Take My Candidacy … Please

Gore kills on SNL!

Being a new comic on the road isn’t easy, but Tennessee’s Weird Al won’t give up. He’s cranking out jokes at vaudeville pace, giving New York’s tough crowds all he’s got at the local chuckle shops: Letterman (CBS), The Daily Show (Comedy Central), and now Saturday Night Live (NBC). Presumably, Gore’s gags, skits, and one-liners are designed to correct the widespread perception that he is stiff or strange. But so far all he’s managed to prove is that he knows people think he’s stiff and strange. I find that warped self-knowledge impressive; as I’ve said before, Gore’s efforts at reinvention strike me as profoundly endearing.

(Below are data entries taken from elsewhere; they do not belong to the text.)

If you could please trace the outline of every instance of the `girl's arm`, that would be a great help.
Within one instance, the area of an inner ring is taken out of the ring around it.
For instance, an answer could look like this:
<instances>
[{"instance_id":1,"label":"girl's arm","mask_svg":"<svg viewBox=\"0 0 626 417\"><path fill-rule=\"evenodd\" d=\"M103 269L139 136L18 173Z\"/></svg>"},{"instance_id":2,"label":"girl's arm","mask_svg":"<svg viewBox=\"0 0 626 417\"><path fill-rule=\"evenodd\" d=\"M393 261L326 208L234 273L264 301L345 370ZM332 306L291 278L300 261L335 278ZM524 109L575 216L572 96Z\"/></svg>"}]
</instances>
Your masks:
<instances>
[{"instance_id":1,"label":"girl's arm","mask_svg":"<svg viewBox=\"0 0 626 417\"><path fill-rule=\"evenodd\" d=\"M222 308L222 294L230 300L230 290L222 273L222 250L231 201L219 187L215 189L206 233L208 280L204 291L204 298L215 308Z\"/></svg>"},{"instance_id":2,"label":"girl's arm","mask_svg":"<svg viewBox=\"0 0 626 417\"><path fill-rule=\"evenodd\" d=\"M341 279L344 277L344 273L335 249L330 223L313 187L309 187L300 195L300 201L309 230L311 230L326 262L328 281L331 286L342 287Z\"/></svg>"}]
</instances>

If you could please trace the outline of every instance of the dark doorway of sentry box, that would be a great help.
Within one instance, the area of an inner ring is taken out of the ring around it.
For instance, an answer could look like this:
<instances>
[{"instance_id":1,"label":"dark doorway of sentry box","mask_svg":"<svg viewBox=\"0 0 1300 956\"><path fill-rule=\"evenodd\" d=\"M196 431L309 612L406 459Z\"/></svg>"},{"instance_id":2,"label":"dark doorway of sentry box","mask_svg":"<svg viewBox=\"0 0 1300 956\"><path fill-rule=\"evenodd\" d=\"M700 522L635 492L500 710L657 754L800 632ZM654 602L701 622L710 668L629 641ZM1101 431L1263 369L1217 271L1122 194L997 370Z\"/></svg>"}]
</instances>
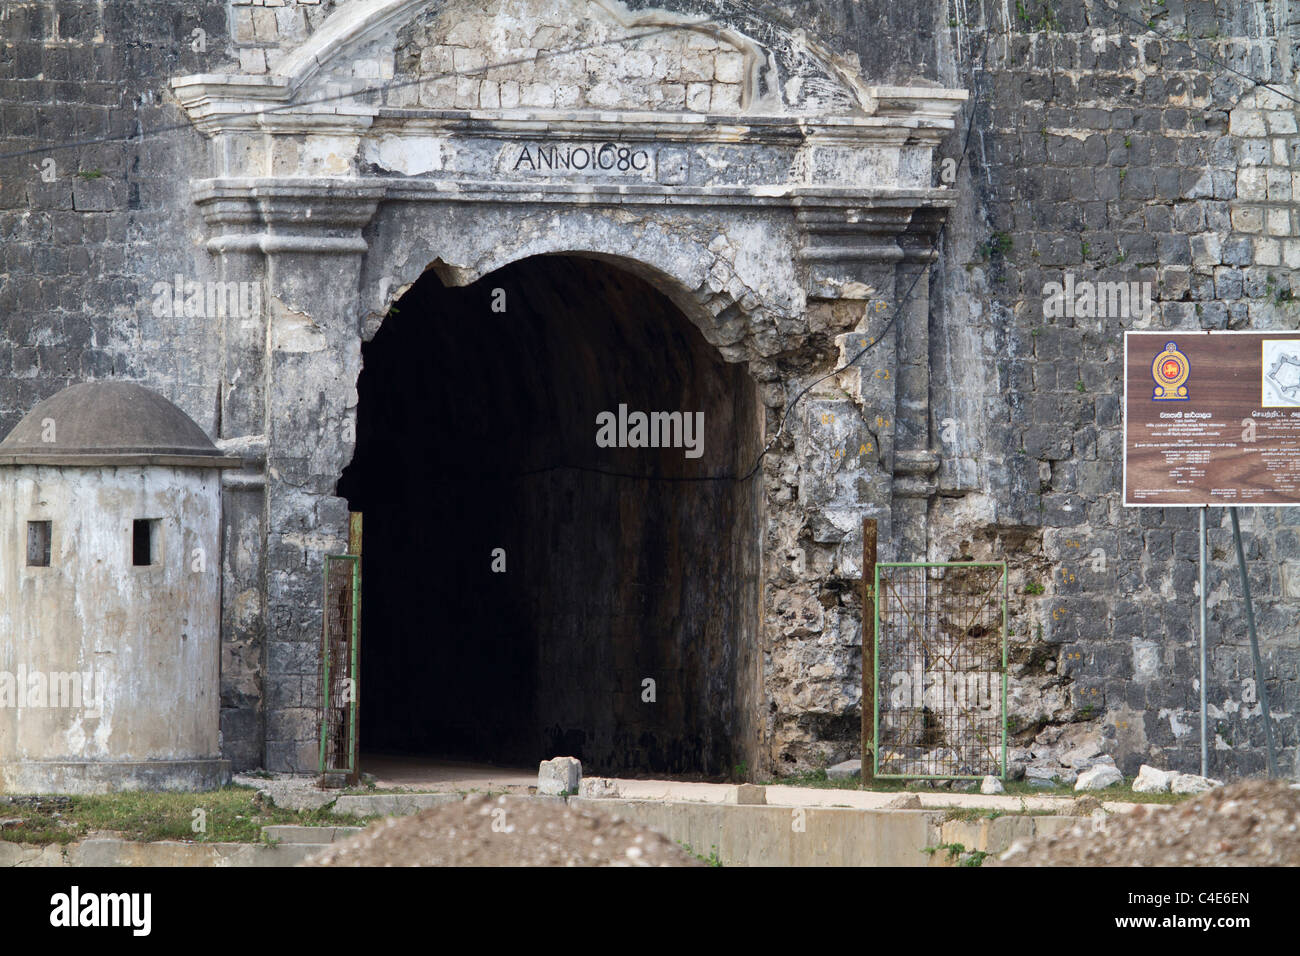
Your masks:
<instances>
[{"instance_id":1,"label":"dark doorway of sentry box","mask_svg":"<svg viewBox=\"0 0 1300 956\"><path fill-rule=\"evenodd\" d=\"M363 753L729 773L757 698L745 368L650 281L577 256L462 288L426 272L362 357L339 494L365 514ZM620 405L703 412L698 457L672 420L682 447L600 447Z\"/></svg>"}]
</instances>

Gore kicked off SNL on Saturday with an uxorious, life-threatening embrace with his wife Tipper, followed by a monologue, on the poinsettia-decked set, in which he reminisced about his Bachelorlike seduction of Joe Lieberman (Chris Parnell) in a steaming hot tub. He then visited the set of The West Wing,where the show’s cast (Sheen, Janney, et al.) let him sit in Martin Sheen’s chair and pretend to be president while they went out for sushi. (“He wants to sit at the desk for a while.” “Well, he did win the popular vote.”)

Gore also made a mock Hardball appearance in which he, throwing caution to the wind, impersonated Trent Lott, well-wigged and with hints of a pinched, Deep South accent. “Chris,” he said to Darrell Hammond’s Chris Matthews. “When I said our country wouldn’t have all these problems if Strom Thurmond had been elected president, it had nothing to do with segregation. I simply meant that things would’ve been better because he would’ve kept white people and black people separate.”

Later, Al Franken—Gore booster and speechwriter, possibly the chief architect of his off-balance schtick—reprised his Stuart Smalley therapist role, coaxing the failed presidential candidate to face the mirror. “Hi, me,” Gore said. “I am sad about not being president. And that’s OK. I don’t have to be the most powerful man in the world. All I have to do is be the best Al I can be. Because I’m good enough, I’m smart enough, and, doggone it, people like me.”

To show humanity, Gore has had to show humility, and to show humility, he’s had to risk humiliation. Two months ago, John McCain breezed through his SNL host gig. But Gore, for his sins, doesn’t breeze through anything, and I know many find the striver Weird Al as irritating as the striver Candidate Al. But I’ve discovered I like to watch him because he tries so hardand his new comic self-awareness is sympathetic, laudable, even funny.

Too bad we won’t see it on the stump. Gore spent the entire evening poking fun at his presumed frustration at not being president. But this wasn’t the performance of a man who wants the job—not even candidate Clinton could have gotten away with making homoerotic jokes and impersonating senators (some boundaries were observed, and cannily so: George Bush wasn’t mentioned even once). So, it wasn’t surprising when the news arrived today that Gore won’t run in 2004. Last night was his kiss-off, and you’ve got to admire that he delivered it sitting in a hot tub and wearing a silly wig.